A hook is an opening statement designed to get your audience's attention and create questions that beg to be resolved. The hook should create some drama and an incentive for the audience to pay attention as it tries to understand how the issue posed in the hook will be addressed or resolved by the proposed solution.
A hook can come in the form of some surprising statistic, an anecdote that tells something about the audience's situation, or a quotation that sets up a paradox or dilemma.
As I was starting to pitch the idea of Doxly, my hook was that, while I didn't have a product yet, I could show that we had an incredible knowledge of the space and the problems we were trying to solve.
In your legal tech role, you might be trying to win over a group of potential product champions with a hook that places them in the center of the process you are pitching. Make them a part of defining the problems that the firm can solve with this new tool and piloting their solutions. The hook is the prospect of helping to a path to success.
For the broader audience of end users, the hook for the very same initiative might be much different. Here the story might focus on the fact that the technology actually works; the proven successes and benefits provided by the pilot group become the hook to draw end users into the story.
A Problem Statement
Every story needs to include a statement of the problem you are trying to solve. The focus should be on the pain a target group is experiencing and why the solution is essential and not just a "nice to have."
In my experience, this is an area where many storytellers get tripped up. They focus on the features and benefits, not the high-level issues that will be solved if you get people to change how they work.
For example, when I started to demo an automated signatures feature within Doxly, I was excited to show how the signature block is created and added to a page. I should have focused on the pain point of how many times the user would otherwise have to manually create a block for one signer when a typical deal might require at least ten signature blocks per person or more. Because I focused on the feature and how it looked and operated, the problem statement got lost. This potential customer focused on the appearance of the signature block and its typeface, which he didn't like!
Keep the narrative focused on those pain points and build an emotional connection to the solution you are proposing, rather than dangling features and functionality at an early stage. Concentrate on the "why" and the intended outcome, and not so much on the "how."
Why is this product uniquely positioned to solve the problem? Focus on the problem statements you've already set up in the narrative and show how the proposed solution addresses them.
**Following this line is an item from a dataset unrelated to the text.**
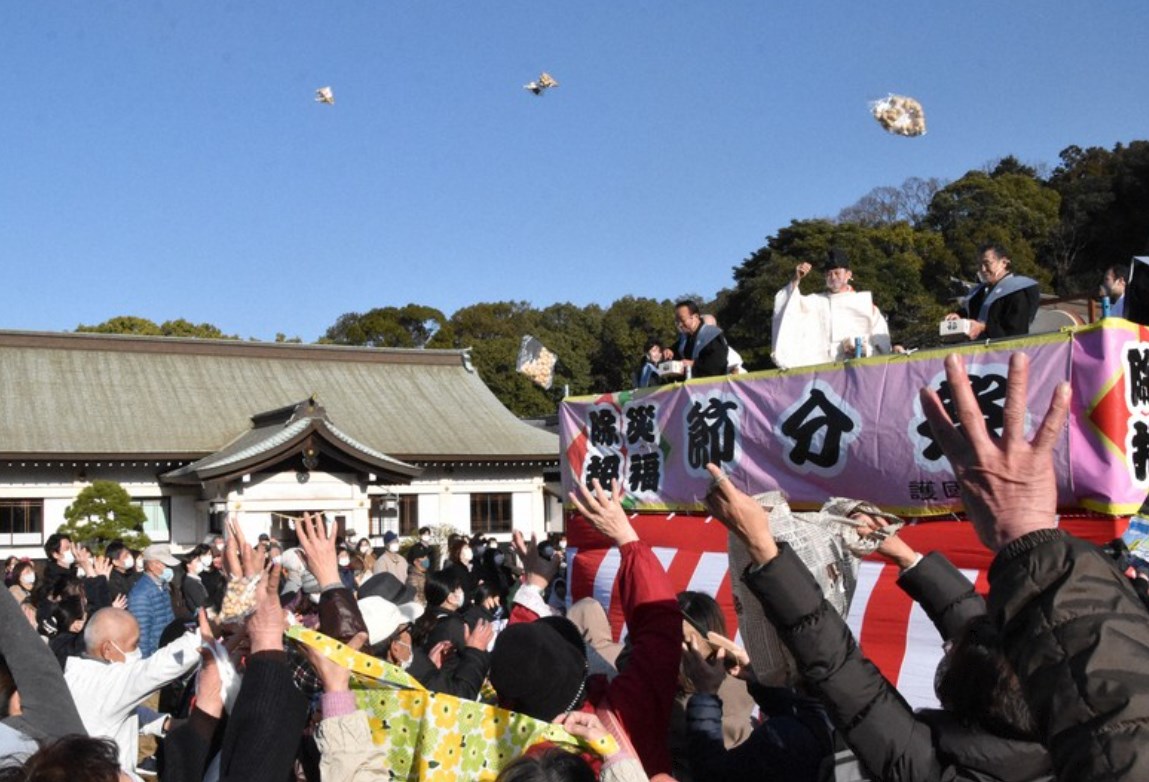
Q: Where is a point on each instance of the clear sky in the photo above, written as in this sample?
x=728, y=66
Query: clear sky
x=168, y=160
Highlight what will change. Does the process now have fewer steps? Will it generate data that will allow you to measure things you couldn't see before? Will it reduce known risks to the client or the firm?
Here again, the solution is not just a list of features and benefits. It's a proposition that directly ties back to the needs and problem statements the story has already identified. It should be the equivalent of a literary denouement, a resolution of the plot line that ties up all the drama set up at the tale's beginning.
Solutions should be tied to ROI and specific results people can see. People are willing to endure the pain of changing if a significant value can be assigned to that effort.
As you pilot and educate your audiences about your solution, the more you can let them leverage data to confirm the value for themselves, the better.
You'll want to leave your audiences excited and engaged. If possible, circle back to your hook and show them how the solution you are proposing closes the loop on the engaging premise you generated at the beginning of your story.
Every implementation of legal tech or new legal processes leads to a story that gets told afterward. We've all heard those stories, and the success stories get repeated. Storytelling at the early stage of any adoption process allows you to seize the narrative from the start and create an emotional connection with people you'll need on your side.